Kade released a heavy breath as he looked at her. The comparison to Reema was completely out of line, and he just thanked God he’d thought it and hadn’t said it. The taste of that foot would’ve been bitter.
Garcelle wanted the next step in their relationship. She wanted more from him. What seemed so simple for her was so very complicated for him, but then was it fair for her?
“Okay. Listen, Garcelle. Let’s take a shortcut,” he said as he opened the car door and turned sideways in his seat to face her.
She looked a little alarmed but, thankfully, said nothing as she crossed her arms over her chest.

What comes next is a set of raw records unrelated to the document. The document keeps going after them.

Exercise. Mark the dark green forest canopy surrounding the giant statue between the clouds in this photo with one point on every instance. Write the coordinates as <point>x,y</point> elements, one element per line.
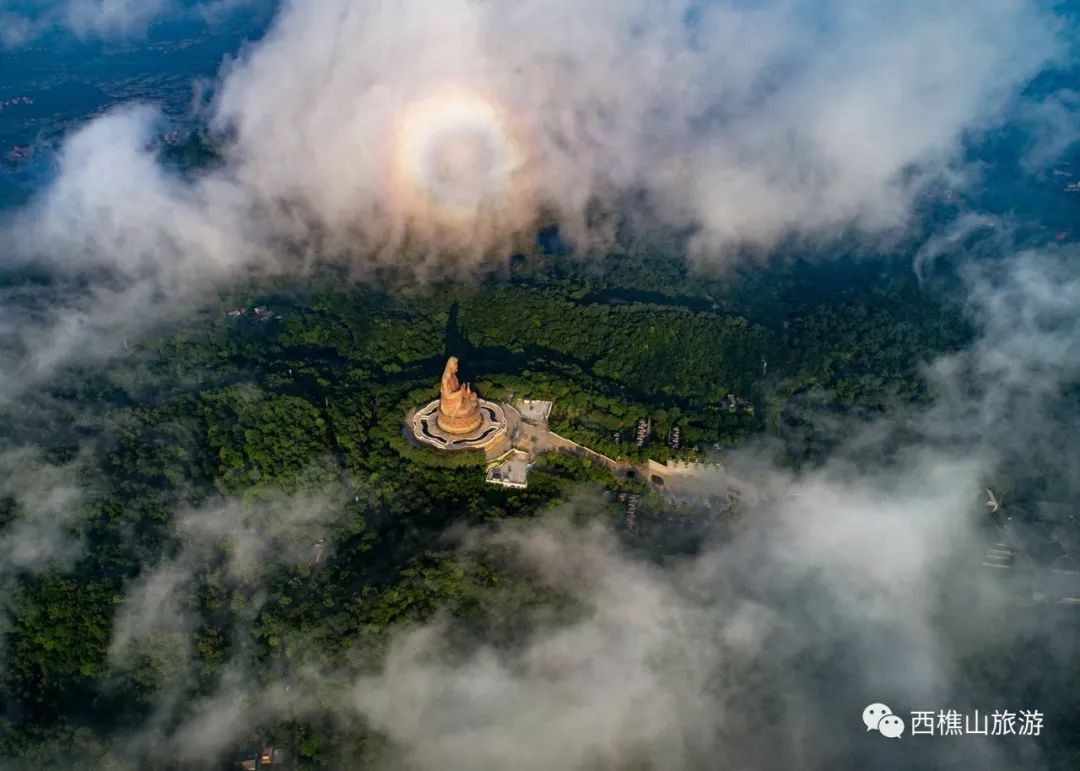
<point>314,407</point>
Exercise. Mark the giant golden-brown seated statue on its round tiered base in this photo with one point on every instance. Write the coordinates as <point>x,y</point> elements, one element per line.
<point>460,420</point>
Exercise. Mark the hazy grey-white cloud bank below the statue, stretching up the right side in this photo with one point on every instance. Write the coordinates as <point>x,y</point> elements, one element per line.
<point>854,583</point>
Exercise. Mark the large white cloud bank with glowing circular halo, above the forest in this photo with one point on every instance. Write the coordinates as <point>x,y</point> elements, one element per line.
<point>423,139</point>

“One of the things I like about you is how open and honest you are. You say what you feel. You don’t hide anything.” He leaned forward and reached for her arms to pull her forward. She moved to him with obvious reluctance. The scent of her flowery perfume teased him. “Last night was frustrating as hell for me. So I ask that next time you have something on your mind, just come out and tell me. Don’t leave me to guess, and then when I still don’t get it, you get more shitty than ever.”
Garcelle squinted like she was ’bout to cuss him twelve ways to Sunday.
Kade went on. “Now, I admit that I wanted to keep people out of our business, but now I agree we’re two grown-ass people who shouldn’t be sneaking around town and out of town to see each other. I promise to do better if you promise not to act up in public again.”
Garcelle placed her hands on his knees. “Good shortcut,” she said, with a hint of a smile.
Kade leaned forward to press his lips to hers.
“I’m sorry,” she whispered against his mouth.
He leaned his forehead against hers. “So am I.”
“So no more down low?” she asked.
Kade knew his options were simple. To have Garcelle meant a full-blown relationship. Telling Kadina—who had already dropped enough hints for him to know this was right up her alley. Family functions. Public displays of affection. Nosy country people keeping an eye on them and everything they did. He knew their relationship would be the talk of Holtsville. There was no turning back.
He didn’t want to lose her. He wasn’t going to lose her. Not over this.
“I refuse to even use the words down low . . . but, yes,” he finally said, with a laugh.
Garcelle stepped closer to him and wrapped her arms around his waist. She smiled, and in his heart, he felt emotions he wasn’t quite ready to claim.
It scared and excited him all at once.